I paid for my sins: I was struck down by malaria after an overnight stay in a southern Mali village in the middle of the rainy season. Malaria made me feel so awful, so lethargic, that I thought I might die and worse, I didn’t much care. In those days, mosquito nets were hard to come by, especially if you were a poor, rural Malian. And most Malians are poor and rural.
But a lot has changed in 20 years. Today, a new report unveiled at the National Press Club shows that Mali is an important part of a pan-African malaria success story. In 2000, there were an estimated 22,663 malaria deaths among children 1 to 59 months in Mali. From 2001 to 2010, the global investment in malaria control prevented 65,065 malaria deaths, the most of any of the 34 malaria endemic countries in Africa.
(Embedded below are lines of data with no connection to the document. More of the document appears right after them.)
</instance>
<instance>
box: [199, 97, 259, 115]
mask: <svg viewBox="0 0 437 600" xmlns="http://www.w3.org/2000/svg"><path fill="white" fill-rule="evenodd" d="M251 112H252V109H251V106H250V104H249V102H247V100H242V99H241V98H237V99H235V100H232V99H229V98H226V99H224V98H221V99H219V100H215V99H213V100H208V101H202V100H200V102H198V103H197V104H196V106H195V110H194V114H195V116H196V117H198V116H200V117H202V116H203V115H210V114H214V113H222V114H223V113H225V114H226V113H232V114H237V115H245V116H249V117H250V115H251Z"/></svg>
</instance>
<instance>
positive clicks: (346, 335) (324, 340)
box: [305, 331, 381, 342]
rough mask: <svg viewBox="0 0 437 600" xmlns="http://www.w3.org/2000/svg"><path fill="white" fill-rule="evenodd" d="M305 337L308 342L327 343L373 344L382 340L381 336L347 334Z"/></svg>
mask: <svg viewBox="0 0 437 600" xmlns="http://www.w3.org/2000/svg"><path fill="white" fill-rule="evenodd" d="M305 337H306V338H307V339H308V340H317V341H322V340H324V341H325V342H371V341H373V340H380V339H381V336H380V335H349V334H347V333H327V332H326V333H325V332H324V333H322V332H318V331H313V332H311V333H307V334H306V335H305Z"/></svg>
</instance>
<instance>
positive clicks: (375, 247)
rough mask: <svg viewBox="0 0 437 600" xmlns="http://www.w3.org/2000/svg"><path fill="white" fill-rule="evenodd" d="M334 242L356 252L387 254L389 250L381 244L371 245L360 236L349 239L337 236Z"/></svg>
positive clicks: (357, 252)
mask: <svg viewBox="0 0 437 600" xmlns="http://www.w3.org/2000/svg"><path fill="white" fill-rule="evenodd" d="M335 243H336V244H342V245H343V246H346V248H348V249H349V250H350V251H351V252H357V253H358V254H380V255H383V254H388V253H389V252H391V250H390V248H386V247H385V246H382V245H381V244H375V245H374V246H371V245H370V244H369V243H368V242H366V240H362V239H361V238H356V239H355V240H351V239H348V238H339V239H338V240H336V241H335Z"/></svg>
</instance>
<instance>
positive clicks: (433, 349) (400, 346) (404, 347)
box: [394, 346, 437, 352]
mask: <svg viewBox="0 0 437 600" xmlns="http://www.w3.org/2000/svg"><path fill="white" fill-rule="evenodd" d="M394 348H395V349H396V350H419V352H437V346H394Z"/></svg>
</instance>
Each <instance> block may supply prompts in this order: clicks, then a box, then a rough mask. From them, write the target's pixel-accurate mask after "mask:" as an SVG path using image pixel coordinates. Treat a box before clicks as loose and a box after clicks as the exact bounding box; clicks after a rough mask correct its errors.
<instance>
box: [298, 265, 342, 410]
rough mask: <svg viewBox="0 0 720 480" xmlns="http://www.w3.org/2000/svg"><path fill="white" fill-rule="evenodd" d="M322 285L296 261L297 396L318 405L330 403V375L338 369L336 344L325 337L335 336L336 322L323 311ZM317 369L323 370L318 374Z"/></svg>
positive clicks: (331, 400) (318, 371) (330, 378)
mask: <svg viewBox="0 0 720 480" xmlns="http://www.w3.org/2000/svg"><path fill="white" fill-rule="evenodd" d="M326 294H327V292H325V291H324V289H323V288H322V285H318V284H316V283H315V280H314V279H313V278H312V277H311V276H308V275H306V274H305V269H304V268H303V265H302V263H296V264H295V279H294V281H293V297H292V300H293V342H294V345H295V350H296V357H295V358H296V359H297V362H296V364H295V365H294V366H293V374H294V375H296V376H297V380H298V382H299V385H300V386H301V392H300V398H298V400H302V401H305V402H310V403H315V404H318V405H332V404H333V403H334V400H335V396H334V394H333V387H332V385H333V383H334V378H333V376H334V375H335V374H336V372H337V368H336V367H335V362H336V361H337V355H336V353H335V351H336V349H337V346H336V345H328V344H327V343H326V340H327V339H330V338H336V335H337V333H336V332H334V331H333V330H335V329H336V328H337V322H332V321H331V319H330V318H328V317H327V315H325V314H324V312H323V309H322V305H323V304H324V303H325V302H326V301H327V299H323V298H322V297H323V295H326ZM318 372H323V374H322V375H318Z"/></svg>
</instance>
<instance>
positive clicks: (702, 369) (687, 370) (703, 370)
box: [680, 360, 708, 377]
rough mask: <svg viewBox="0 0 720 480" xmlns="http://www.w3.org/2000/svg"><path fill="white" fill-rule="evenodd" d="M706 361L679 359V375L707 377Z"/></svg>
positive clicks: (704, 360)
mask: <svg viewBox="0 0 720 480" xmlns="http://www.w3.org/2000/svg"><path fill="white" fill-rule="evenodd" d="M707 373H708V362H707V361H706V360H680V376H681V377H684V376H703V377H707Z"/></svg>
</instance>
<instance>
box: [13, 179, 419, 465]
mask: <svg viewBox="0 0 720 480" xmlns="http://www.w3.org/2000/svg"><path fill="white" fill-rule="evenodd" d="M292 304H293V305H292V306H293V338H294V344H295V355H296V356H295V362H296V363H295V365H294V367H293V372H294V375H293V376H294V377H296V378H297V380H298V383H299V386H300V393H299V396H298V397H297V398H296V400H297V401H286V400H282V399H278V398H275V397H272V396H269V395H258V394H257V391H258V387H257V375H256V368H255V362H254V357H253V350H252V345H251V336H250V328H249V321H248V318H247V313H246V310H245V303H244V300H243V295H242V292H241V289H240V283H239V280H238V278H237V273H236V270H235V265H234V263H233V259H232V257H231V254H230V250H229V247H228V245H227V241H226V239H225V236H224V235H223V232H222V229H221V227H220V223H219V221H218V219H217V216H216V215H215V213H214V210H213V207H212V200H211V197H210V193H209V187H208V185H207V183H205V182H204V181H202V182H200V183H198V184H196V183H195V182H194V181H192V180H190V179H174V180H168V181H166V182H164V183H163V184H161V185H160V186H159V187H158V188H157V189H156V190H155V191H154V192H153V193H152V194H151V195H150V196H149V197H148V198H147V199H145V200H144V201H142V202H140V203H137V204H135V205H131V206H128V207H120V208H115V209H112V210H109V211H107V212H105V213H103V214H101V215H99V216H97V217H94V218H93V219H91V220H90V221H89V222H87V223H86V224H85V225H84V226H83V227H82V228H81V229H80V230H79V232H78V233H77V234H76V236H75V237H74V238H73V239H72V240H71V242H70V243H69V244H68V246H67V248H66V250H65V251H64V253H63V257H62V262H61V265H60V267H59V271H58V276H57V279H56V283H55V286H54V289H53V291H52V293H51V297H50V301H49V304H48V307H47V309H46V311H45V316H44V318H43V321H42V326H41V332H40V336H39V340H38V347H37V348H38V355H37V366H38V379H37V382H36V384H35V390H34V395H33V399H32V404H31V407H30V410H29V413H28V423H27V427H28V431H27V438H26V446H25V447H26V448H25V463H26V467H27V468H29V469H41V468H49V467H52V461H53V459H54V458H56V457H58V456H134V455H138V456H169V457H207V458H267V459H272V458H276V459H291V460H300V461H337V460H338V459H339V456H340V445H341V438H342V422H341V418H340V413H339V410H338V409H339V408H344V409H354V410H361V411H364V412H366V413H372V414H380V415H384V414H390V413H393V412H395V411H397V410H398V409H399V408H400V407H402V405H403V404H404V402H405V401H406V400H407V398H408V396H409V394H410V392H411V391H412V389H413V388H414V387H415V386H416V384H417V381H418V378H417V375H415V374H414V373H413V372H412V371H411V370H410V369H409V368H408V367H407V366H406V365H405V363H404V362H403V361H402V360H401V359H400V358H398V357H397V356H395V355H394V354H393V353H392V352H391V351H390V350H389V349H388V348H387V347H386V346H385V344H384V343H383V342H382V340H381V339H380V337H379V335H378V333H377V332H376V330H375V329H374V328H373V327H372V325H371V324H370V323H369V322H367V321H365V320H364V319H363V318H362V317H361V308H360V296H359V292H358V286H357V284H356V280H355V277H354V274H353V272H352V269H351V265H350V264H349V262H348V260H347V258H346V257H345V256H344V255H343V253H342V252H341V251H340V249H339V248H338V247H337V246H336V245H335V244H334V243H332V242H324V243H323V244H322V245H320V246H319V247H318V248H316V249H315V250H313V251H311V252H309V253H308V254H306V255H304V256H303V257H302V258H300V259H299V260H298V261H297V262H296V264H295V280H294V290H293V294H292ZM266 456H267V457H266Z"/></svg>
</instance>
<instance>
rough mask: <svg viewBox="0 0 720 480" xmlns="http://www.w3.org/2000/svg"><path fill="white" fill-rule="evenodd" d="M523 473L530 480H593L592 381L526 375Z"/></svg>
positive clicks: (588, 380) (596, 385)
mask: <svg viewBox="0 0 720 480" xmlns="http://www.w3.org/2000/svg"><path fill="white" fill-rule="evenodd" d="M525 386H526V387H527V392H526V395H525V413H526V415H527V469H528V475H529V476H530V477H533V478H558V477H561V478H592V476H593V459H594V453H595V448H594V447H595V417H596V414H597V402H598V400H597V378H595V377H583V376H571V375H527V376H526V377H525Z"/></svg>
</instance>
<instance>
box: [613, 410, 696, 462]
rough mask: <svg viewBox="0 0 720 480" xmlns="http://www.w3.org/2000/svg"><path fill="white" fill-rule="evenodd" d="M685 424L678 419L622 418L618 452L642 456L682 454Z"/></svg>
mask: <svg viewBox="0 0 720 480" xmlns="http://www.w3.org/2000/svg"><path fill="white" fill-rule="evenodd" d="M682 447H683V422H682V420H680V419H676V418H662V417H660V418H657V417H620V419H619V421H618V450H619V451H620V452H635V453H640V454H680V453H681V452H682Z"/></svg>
And Mali is only one piece of an even bigger story: The new report "Saving Lives with Malaria Control: Counting Down to the Millennium Development Goals" — authored by Tulane University, Johns Hopkins University, the World Health Organization and PATH and published today by Roll Back Malaria — reveals that the lives of almost three quarters of a million children in these 34 countries were saved in the last 10 years through the use of insecticide-treated mosquito nets and other preventive measures.
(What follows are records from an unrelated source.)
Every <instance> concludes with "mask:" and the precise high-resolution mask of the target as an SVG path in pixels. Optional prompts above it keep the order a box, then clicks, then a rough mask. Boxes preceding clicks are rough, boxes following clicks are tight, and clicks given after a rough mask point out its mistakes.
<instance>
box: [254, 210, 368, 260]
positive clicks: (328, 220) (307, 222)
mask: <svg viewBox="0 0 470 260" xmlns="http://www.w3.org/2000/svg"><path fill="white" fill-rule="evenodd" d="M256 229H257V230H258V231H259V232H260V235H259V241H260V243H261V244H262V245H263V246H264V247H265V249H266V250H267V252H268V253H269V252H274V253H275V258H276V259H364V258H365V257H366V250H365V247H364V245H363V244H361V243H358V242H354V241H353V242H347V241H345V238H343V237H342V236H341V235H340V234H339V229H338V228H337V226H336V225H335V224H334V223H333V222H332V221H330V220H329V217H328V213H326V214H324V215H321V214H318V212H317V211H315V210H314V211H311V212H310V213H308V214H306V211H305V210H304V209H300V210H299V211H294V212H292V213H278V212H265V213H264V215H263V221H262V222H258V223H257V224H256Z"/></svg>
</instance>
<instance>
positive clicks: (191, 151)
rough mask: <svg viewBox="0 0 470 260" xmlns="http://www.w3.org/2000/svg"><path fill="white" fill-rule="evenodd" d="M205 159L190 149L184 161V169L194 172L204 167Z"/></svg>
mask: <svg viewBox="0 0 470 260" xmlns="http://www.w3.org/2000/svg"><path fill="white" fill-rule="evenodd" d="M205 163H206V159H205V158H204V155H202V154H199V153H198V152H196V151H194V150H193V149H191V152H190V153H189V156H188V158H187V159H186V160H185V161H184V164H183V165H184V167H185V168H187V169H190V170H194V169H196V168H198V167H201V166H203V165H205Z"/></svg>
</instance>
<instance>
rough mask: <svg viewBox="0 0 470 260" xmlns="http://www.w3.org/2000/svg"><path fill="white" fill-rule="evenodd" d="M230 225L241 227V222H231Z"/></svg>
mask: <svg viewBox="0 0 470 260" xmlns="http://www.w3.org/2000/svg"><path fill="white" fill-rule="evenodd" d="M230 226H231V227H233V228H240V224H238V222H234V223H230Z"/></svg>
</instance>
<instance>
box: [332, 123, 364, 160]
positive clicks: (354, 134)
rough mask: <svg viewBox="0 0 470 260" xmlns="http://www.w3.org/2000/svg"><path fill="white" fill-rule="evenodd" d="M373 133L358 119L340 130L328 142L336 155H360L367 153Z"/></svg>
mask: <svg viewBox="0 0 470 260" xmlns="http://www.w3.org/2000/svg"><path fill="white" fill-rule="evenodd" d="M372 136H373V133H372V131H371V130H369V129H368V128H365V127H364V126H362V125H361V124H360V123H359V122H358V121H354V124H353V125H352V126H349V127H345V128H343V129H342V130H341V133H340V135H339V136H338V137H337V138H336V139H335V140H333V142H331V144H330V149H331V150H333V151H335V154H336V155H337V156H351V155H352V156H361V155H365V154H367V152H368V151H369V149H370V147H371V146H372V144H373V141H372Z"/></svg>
Most importantly, the report estimates that an additional 3 million lives could be saved by 2015 if the world continues to increase investment in tackling the disease.
This should provide a clarion call for world leaders who gather in New York next week for the UN Summit on the Millennium Development Goals as they seek ways to meet the eight goals in the five years remaining in the 15-year timeline of the MDGs.
The report shows clearly what is required: U.S. and other international donors should just keep investing in malaria control the way they have been doing the last few years, and 3 million more lives could be saved in the next five years.